Disbelief pools in Maggie’s lungs, making it hard to breathe. She glances at Ann—expecting rage at Tracey’s implication, that Todd and she were together—but all Maggie sees is relief on Ann’s face. Relief, because this must be the final lie—and the final truth. Even though it doesn’t make sense.

“How?” Maggie sputters.

This answer doesn’t feel like a life ring—this feels like drowning. Betrayal drags her down. She tries to make sense of the confession, but there’s no sense to be found. “How?” she repeats, because, for the life of her, the truth is unfathomable. The truth is salt water, filling her lungs, burning her eyes, making her choke.





TRACEY


Colorado Springs, Colorado, USA

August 1999

The best and worst thing I ever did was sleep with Todd.

It was the best because I got you, Maggie, and you are the light of my life.

It was the worst because I hurt Bob and my family, and defiled Penny’s memory.

I want you to know that we all love you dearly. We only kept this from you because, well, at first you were too young to understand the nuance of what happened. And then we were afraid you’d be so hurt that you’d never forgive us. And I guess if that’s how you feel at the end of this, I have no right to ask different of you. I only ask that you don’t punish Bob for my mistake—he’s been punished enough.

The circumstances that led me to the bar that night were long and tangled. I’d had a nasty fight with Bob, but it was years in the making. We’d been trying to conceive practically since we got married, and it wasn’t working. I was ready for the next step—doctors, sperm donors, adoption, anything—but he wouldn’t even see a specialist. Our sweet Bob—he’s a man of few words, but he’ll do anything for his family. Yet this was something he couldn’t do on his own.

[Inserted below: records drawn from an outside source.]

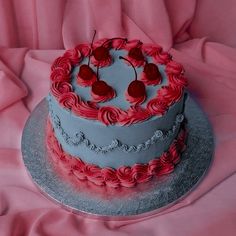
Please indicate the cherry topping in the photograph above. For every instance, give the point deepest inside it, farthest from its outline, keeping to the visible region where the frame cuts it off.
(136, 53)
(85, 72)
(101, 53)
(136, 89)
(151, 71)
(100, 88)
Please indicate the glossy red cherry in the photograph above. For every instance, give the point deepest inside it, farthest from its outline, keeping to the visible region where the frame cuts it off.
(101, 53)
(100, 88)
(136, 89)
(136, 54)
(85, 72)
(151, 71)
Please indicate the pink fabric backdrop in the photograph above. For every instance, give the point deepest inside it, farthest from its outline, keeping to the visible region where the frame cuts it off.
(200, 34)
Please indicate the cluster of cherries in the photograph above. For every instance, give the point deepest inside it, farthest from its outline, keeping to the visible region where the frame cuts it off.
(100, 90)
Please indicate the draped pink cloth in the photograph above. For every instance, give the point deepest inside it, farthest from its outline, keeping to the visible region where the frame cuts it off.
(199, 33)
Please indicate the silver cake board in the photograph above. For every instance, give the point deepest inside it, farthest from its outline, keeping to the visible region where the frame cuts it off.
(124, 203)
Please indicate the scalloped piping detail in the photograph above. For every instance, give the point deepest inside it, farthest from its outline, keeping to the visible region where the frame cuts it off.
(124, 176)
(80, 138)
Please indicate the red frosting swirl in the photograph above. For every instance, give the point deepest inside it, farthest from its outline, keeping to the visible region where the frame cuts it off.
(79, 170)
(84, 49)
(125, 175)
(86, 109)
(73, 55)
(69, 100)
(62, 62)
(154, 167)
(157, 107)
(94, 174)
(140, 173)
(174, 153)
(60, 74)
(134, 115)
(170, 94)
(109, 115)
(59, 88)
(110, 177)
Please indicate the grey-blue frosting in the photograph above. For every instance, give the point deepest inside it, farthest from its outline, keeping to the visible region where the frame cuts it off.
(118, 75)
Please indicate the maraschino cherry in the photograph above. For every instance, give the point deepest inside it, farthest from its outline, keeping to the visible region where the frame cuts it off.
(86, 75)
(136, 92)
(101, 91)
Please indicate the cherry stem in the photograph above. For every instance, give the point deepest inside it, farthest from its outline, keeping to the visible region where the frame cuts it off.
(125, 39)
(120, 57)
(91, 46)
(97, 72)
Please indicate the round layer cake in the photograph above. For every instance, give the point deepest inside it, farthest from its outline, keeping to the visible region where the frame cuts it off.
(116, 112)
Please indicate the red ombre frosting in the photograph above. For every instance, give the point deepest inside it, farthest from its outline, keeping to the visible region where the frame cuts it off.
(124, 176)
(137, 52)
(69, 100)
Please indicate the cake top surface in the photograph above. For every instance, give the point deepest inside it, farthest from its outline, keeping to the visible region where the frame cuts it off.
(117, 81)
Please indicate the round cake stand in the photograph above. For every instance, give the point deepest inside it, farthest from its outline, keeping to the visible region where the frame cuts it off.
(124, 203)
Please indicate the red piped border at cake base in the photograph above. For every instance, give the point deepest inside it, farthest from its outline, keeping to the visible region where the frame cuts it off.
(124, 176)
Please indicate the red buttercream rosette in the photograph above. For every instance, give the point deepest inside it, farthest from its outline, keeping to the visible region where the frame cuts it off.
(157, 107)
(170, 94)
(110, 177)
(109, 115)
(166, 165)
(87, 110)
(69, 100)
(74, 56)
(125, 175)
(94, 174)
(154, 167)
(140, 173)
(174, 153)
(78, 170)
(86, 76)
(59, 88)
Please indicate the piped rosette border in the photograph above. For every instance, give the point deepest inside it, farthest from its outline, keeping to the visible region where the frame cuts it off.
(166, 96)
(124, 176)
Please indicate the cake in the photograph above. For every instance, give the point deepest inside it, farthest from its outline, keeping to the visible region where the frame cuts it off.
(116, 112)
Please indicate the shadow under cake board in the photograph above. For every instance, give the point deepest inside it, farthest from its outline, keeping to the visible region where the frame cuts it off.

I don’t think he could handle what he considered to be his biggest failure.

But at the time, I didn’t understand Bob’s resistance to getting help. I wanted answers, and he wanted the problem to disappear. I thought he was being insensitive, evasive, cold; he was struggling under the weight of duty, shame, and my imposed expectations. The issue was personal and emotional, and therefore our fights were also personal and emotional.

Do you ever feel as though your problems are in your house, hanging in the air like smoke? That’s how I felt that night. The rage, disappointment, and blame that Bob and I had kindled—it was smoke in the air. I was gasping and couldn’t breathe. So I stormed out and went to the closest bar I could find—for a drink, but more importantly, for distance. Fresh air.

Here’s a vile truth I never thought I would have to admit: a part of me wanted to get back at Bob. For the past year, I had been noticing other men. At first it was harmless. A glance at a handsome man in the grocery store or a preoccupation with the tattoos of a guy at the gym. But as the marital fights grew more contentious, my glances lingered, and my mental curiosities grew vivid. I fixated and fantasized.

I am so ashamed to admit this to you, Maggie, but you have to know: I never planned to act on those feelings. I thought it was merely the thrill of temptation—desperate thoughts I indulged when I was alone or couldn’t sleep. I worried that Bob would never face our problems head on. I was angry and powerless. Sometimes I wondered if an affair would wake him up. Force a change. It wasn’t right for me to think this way, to imagine acting out to get his attention, but when an animal is stuck in a trap, there reaches a point when they’ll chew off their own leg to see freedom again. That’s how desperate I felt; my desperation made me self-destructive.